Quantitative Easing explained

Printing money is easy to understand. A Government, short of cash, turns on the banknote presses and pays civil servants and suppliers with the new notes. But that means more money chasing the same amount of stuff. So prices go up. That means more money has to be printed and prices rise again. When Zimbabwe tried it in a few years ago inflation went super then hyper then ran out of prefixes. Before the crisis ended Government presses were turning out notes of one hundred trillion Zimbabwe dollars. That’s Z$100,000,000,000,000. Each was worth 33 US cents. Printing money is a Bad Idea.

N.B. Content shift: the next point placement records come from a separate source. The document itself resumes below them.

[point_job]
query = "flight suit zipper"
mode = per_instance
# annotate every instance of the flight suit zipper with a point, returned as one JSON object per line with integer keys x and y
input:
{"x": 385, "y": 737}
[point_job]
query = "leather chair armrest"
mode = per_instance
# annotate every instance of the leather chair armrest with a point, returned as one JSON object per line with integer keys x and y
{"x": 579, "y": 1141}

So why is our very own Bank of England, cautious custodian of the national finances since 1694, now doing it? The Bank calls it QE. And if you thought Quantitative Easing was a heavy duty laxative, in a way it is. A lubricant for the logjam which stops banks lending to businesses which stops businesses growing which keeps the economy in the doldrums which stops banks lending to businesses which… you get the picture. Here’s how it works.

Every year the Government spends more than it raises in tax. In 2011/12 the shortfall was £126 billion. The Government covers that gap by borrowing. You lend it £100 and it gives you a piece of paper – a Government bond – promising your money back at a future date and paying interest twice a year until then. These bonds are bought by pension funds, banks, and foreign states. Although the interest rates are low – less than 1% in many cases – the lenders are (virtually) certain they will get their money back at the end of the bond’s life.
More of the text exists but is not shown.